Outside of the aforementioned tech debt, there is untapped potential in taking the benefits of LibP2P and porting it across to the Tendermint consensus algorithm. LibP2P has a more sophisticated and efficient gossiping protocols than Tendermint's. It also has a more robust peer discovery and peer management system.
## Decision
The decision is to converge to a LibP2P based network and to shape out reusable components that can be used by all node types: consensus, data and light. This is to be gradually done across four phases, each phase likely requiring it's own in-depth ADR:
### Phase 1: Removal of the bridge node
The first step involves porting `Init` and `Start` methods from `celestia-app` and allowing consensus nodes to be initialized and run through the `celestia` binary. This will allow for a arguemnt to be passed in `Start` that enables the consensus nodes to directly push the extended data square (EDS) that is finalized in `FinalizeBlock` to the LibP2P based networks. Thus consensus nodes will temporarily be a hybrid of both networking systems and replace the need for a separate bridge node. Having a single binary will greatly simplify both the release process and end-to-end testing.

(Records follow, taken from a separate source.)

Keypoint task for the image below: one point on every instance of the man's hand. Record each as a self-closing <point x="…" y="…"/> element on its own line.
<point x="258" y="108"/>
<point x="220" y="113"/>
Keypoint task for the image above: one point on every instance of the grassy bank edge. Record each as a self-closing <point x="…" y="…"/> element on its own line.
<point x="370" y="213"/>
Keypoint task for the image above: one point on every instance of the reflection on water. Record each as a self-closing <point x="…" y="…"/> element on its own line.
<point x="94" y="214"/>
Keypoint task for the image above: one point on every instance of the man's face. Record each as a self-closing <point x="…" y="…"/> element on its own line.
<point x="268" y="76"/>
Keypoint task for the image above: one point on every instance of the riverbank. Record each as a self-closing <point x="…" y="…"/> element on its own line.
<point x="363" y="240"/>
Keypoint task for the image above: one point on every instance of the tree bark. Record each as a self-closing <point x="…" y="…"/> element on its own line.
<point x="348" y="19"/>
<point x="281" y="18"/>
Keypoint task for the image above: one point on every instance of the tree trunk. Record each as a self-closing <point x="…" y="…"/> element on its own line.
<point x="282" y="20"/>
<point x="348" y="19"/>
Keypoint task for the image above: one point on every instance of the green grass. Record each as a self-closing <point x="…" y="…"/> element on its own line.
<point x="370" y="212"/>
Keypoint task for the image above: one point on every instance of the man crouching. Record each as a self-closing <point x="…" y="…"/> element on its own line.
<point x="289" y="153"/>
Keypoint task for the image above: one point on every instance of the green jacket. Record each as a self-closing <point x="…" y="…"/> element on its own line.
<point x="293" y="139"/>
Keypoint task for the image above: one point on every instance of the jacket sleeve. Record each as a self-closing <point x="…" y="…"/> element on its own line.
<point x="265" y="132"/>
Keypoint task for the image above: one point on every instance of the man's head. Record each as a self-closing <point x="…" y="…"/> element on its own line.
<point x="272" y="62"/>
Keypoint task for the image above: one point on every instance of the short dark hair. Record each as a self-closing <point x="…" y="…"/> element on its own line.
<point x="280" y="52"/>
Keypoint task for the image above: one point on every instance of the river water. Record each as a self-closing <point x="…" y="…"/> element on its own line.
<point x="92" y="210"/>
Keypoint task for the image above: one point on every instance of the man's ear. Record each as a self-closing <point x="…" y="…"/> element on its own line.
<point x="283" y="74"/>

### Phase 2: Migration of storage, syncing and fraud
The next step migrates first the storage engine and then the syncing and fraud protocols (`go-header` and `go-fraud`) to `celestia-app`. This replaces the existing `BlockStore` and blocksync and evidence reactors. Streamlining the storage will require careful migration but will eliminate the duplication of storage and unify many of the data exchange protocols and the public APIs. Here, the consensus node can become more integrated with the `nodebuilder` package as it begins to be split up into a series of modules. This phase may also try to align configuration files and the general file directory.
### Phase 3: Rewiring consensus, txpool and statesync
The third phase consists of replacing the interface between the consensus, mempool and statesync protocols to Tendermint's p2p layer with LibP2P. This can be done in tandem with phase 2 and may be coupled with other refactors and performance improvements to those components. This will manifest itself as four new modules to `celestia-node`: consensus, mempool, statesync, and execution (a standalone Celestia state machine. This is somewhat similar to `app.App`).
### Phase 4: Unification of Public APIs
Lastly, legacy APIs like the RPC layer will be deprecated in favour of a unified public API. Every node should offer the same collection of endpoints and be capable of verifying all retrieved data.
## Considerations
This is a project of considerable duration (roughly 18 months) and thus will coincide with other feature developments. Careful coordination can be extremely helpful in reducing the engineering resources required to complete the work and avoid unnecessary complexity.
- Phase 1 has no moving pieces it has to compete with and is relatively low risk.
- Phase 2 needs to be aware of the introduction of pruning and partial nodes. It also needs to be aware of potential improvements to the header verification algorithm. Phase 2 will also require a lazy migration of data types. Both legacy and new syncing and fraud protocols will need to be run side by side.
- Phase 3 will likely coincide with bandwidth and latency improvements to both the consensus and mempool protocols such as: [Compact Blocks](https://github.com/celestiaorg/celestia-core/issues/883), Tx Client, Intermediate Blocks, Transaction Sharding (i.e. Narwhal), [BlobTx Pipe](https://github.com/celestiaorg/celestia-app/issues/2297), and Consensus Pipelining. Statesync will likely remain unchanged and be the easiest to support. Giving rolling upgrades, there will be one version that will support both Tendermint P2P and LibP2P for all components.
### Risk Mitigation
Replacing the networking layer is a significant undertaking and vulnerable to a number of risks. Each component will need to be benchmared to ensure no performance degradation and be sufficiently stress tested. Having both versions present, while adding complexity, has the advantage of enabling the option to fallback in case of unexpected failure.